🤖 AI Summary
This study addresses the loss of statistical power in existing methods for heterogeneous discrete data, which arises from the unrealistic assumption that p-values follow a uniform distribution under the null, leading to overestimation of false discoveries. To overcome this limitation, the authors propose a novel approach for constructing false discovery confidence envelopes tailored to such data. By extending the framework developed for homogeneous settings, the method integrates a family of local tests with a path interpolation strategy and leverages new theoretical tools based on the Bretagnolle inequality and a refined Simes inequality to properly accommodate the heterogeneity in p-value distributions.

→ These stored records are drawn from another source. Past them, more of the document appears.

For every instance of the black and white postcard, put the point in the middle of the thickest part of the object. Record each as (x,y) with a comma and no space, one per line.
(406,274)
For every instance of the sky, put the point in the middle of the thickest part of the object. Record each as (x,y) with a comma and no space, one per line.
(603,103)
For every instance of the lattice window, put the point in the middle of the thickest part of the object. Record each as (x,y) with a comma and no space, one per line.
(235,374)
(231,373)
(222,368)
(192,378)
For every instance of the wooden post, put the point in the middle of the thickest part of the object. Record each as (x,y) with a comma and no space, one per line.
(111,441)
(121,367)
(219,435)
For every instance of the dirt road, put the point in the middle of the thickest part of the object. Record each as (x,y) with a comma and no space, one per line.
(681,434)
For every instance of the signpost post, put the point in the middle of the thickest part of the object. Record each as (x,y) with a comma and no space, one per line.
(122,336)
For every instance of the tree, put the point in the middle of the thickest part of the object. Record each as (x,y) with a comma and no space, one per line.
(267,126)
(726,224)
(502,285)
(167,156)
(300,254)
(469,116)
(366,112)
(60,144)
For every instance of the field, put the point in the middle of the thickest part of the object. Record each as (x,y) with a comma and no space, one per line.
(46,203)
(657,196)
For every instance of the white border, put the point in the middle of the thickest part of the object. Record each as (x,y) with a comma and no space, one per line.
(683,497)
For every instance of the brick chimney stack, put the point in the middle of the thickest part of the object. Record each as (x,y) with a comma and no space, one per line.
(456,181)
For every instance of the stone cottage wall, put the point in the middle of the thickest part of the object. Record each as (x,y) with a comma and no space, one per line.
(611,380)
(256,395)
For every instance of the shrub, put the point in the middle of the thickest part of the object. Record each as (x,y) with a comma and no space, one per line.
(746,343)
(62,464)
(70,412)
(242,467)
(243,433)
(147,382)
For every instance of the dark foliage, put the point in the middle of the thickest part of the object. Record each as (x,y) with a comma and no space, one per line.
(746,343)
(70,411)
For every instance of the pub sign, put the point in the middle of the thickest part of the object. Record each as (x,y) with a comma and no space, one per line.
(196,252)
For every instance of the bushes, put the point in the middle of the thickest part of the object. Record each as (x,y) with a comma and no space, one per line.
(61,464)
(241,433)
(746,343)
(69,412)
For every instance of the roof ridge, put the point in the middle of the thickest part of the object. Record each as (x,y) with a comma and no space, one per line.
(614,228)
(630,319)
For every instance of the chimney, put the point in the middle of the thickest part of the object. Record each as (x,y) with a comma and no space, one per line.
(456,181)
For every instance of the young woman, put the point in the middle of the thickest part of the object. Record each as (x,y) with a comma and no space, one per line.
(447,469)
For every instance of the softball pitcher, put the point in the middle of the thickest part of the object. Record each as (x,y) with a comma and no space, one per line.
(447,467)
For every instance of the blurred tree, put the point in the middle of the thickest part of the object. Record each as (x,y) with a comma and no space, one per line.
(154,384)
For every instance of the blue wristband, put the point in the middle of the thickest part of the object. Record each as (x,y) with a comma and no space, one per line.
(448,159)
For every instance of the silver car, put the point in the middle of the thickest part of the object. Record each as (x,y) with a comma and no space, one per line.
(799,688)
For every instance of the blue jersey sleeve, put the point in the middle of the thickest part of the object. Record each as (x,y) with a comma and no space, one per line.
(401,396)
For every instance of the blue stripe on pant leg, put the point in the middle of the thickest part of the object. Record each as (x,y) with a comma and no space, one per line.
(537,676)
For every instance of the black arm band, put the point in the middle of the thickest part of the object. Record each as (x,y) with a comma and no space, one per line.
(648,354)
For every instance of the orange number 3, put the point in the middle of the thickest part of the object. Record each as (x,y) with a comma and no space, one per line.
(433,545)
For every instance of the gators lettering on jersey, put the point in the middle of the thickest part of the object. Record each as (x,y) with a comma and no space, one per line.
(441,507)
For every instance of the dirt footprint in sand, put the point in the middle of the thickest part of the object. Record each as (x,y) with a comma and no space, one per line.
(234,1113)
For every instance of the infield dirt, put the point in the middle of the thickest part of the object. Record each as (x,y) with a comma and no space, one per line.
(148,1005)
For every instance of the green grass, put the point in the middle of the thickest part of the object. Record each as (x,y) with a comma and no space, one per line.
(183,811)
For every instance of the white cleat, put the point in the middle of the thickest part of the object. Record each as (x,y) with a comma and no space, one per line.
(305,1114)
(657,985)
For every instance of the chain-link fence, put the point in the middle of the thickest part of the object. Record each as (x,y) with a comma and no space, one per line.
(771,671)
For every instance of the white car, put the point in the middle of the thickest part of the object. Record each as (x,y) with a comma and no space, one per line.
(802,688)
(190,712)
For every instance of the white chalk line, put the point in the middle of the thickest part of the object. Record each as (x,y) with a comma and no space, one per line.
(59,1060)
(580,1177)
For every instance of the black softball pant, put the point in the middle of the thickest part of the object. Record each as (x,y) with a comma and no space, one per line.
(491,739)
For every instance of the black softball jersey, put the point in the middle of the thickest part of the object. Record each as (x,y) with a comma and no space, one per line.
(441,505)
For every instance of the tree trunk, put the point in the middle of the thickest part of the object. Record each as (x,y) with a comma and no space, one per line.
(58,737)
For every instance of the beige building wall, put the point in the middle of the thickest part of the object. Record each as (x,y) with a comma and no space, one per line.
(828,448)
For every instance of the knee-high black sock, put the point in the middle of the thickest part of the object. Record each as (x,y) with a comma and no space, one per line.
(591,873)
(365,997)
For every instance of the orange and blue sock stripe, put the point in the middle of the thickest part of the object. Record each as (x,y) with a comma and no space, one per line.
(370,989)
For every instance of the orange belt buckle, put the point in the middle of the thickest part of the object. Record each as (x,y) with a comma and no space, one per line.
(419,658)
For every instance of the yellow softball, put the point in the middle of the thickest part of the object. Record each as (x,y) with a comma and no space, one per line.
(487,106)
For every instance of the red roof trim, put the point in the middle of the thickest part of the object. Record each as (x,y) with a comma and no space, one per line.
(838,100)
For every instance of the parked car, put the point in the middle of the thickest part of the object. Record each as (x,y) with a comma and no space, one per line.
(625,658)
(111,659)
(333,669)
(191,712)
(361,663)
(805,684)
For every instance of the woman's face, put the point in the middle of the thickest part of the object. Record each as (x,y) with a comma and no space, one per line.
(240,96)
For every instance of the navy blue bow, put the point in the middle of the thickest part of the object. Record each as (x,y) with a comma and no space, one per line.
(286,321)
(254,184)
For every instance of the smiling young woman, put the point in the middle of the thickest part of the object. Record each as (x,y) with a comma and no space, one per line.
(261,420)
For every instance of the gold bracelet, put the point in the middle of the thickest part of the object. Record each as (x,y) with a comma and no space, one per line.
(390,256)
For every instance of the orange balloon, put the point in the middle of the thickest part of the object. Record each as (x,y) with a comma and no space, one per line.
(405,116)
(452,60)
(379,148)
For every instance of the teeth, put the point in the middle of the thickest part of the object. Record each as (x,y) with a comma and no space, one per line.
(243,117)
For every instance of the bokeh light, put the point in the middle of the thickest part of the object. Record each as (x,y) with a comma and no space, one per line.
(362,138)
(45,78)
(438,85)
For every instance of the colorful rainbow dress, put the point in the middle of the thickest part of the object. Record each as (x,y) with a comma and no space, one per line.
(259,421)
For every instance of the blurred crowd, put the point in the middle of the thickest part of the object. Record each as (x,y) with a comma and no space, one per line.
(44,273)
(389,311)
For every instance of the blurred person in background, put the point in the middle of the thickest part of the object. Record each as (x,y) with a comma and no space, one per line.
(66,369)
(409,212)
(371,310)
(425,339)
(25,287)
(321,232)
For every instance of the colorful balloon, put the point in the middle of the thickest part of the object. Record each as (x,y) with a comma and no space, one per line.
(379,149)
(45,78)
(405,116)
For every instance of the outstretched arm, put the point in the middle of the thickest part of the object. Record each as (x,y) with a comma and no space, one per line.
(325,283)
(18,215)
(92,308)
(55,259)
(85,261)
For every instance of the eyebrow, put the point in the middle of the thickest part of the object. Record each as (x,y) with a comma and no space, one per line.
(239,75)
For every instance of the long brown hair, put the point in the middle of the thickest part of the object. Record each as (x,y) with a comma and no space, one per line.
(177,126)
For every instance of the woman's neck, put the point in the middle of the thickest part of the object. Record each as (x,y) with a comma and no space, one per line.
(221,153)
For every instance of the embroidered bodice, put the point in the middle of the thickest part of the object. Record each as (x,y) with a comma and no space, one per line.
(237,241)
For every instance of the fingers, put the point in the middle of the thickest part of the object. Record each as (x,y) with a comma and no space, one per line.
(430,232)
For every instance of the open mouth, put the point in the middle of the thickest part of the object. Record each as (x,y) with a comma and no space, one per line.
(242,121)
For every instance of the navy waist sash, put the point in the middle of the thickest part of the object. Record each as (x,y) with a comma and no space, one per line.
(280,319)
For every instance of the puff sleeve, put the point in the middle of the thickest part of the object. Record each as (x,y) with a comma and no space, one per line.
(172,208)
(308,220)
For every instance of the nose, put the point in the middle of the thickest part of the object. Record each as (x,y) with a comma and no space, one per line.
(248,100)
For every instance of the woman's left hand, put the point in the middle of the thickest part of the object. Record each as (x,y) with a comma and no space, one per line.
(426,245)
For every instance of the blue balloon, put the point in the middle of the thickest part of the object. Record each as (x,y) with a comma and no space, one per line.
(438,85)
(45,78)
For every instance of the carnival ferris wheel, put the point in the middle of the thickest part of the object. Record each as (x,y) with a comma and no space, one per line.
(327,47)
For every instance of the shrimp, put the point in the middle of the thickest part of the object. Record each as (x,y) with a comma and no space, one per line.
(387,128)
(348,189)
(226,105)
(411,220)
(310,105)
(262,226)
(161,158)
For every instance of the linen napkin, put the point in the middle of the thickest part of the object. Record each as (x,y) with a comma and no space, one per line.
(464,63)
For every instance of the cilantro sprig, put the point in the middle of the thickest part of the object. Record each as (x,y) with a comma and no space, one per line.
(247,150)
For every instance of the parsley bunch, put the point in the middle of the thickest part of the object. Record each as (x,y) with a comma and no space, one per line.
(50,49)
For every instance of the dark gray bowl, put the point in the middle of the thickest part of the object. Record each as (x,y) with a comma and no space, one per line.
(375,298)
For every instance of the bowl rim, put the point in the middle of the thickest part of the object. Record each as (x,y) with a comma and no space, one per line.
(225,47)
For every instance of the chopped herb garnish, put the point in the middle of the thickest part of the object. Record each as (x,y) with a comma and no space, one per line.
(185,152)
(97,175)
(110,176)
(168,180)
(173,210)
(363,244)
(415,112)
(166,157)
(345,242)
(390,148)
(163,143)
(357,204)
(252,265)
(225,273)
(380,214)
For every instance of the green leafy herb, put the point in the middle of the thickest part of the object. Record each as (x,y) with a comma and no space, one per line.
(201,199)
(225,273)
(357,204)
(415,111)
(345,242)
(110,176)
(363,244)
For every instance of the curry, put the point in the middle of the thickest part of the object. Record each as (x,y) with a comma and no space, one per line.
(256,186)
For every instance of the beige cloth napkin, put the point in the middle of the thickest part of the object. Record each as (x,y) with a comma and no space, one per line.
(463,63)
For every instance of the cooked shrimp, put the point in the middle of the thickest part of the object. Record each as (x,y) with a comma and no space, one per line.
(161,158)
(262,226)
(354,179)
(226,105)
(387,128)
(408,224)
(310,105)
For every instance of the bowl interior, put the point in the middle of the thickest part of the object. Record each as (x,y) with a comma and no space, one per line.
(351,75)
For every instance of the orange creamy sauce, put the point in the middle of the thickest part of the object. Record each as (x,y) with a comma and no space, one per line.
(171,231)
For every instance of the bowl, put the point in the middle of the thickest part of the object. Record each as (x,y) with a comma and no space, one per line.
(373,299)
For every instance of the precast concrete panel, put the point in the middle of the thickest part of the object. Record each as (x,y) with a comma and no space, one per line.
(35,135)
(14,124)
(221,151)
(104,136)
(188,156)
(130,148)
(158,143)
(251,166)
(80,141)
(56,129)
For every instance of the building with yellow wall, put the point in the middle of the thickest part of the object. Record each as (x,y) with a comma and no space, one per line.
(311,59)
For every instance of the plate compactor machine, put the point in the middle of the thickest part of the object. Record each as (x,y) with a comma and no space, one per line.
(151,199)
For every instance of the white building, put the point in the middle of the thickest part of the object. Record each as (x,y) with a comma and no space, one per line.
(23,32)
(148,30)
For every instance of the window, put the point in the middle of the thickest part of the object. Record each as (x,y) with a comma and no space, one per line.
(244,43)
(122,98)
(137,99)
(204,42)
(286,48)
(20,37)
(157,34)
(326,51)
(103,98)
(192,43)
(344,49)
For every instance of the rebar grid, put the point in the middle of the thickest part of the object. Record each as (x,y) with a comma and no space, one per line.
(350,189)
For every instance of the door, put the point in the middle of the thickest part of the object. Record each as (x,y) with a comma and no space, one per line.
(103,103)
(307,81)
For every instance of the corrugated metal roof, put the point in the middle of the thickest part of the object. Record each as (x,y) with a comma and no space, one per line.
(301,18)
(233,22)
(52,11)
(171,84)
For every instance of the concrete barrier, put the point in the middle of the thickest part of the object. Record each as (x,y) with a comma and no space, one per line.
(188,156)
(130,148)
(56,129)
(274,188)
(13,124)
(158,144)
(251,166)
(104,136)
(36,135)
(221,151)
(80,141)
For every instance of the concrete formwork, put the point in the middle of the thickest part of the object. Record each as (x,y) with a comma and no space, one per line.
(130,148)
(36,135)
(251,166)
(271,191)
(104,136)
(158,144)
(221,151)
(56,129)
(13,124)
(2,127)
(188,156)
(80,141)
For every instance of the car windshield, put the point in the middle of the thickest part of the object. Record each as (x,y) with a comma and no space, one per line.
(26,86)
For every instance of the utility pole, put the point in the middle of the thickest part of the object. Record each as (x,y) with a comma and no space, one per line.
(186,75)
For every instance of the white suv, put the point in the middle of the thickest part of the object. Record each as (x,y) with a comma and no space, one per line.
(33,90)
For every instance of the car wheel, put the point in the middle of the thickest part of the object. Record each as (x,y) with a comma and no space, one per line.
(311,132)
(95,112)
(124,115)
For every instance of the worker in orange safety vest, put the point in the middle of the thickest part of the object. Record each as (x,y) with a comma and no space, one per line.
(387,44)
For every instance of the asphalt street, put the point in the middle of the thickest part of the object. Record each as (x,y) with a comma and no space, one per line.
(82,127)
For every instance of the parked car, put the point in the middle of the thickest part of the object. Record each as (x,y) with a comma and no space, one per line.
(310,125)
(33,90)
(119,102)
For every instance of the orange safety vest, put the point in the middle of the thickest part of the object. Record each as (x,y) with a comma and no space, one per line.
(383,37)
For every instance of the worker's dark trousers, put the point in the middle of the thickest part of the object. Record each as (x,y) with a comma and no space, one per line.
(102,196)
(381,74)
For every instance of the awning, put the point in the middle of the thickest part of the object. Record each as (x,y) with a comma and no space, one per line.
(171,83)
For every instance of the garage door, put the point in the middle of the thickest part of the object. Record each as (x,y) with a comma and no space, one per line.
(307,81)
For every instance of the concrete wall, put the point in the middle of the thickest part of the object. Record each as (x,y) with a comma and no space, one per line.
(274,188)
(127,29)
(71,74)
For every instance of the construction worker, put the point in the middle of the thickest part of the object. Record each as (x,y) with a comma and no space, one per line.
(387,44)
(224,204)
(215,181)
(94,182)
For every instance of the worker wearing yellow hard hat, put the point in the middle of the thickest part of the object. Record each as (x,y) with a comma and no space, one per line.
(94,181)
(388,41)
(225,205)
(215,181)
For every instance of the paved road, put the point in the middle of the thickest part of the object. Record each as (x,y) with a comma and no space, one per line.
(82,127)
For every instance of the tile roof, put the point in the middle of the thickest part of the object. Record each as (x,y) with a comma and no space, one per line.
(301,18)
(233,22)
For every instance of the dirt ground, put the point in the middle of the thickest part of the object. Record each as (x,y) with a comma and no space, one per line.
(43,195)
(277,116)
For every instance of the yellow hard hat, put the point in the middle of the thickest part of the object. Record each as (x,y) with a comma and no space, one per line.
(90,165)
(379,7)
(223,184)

Simulation studies demonstrate that the proposed method achieves more accurate control of the number of false discoveries and substantially improves statistical power compared to conventional homogeneous approaches.
📝 Abstract
In the context of selective inference, confidence envelopes for the false discoveries allow the user to select any subset of null hypotheses while having a statistical guarantee on the number of false discoveries in the selected set. Many constructions of such envelopes have been proposed recently, using local test families (Genovese and Wasserman, 2006; Goeman and Solari, 2011), paths (Katsevich and Ramdas, 2020) or interpolation (Blanchard et al., 2020a). All those methods have in common that they have been well-studied for the homogeneous case where all p-values under the null have a uniform distribution over [0, 1]. However, in many applications the data are heterogeneous and discrete, hence the p-values have heterogeneous, discrete distributions, and the previous constructions may incur a loss of power, in the sense that they over-estimate the number of false discoveries. In this paper, we bridge the previous constructions under the homogeneous case with new tools. We also apply these tools to propose several confidence envelopes based on tools tailored for heterogeneous data, like the Bretagnolle inequality, or a new variant of the Simes inequality. We compare these new envelopes to their homogeneous counterparts on simulated data.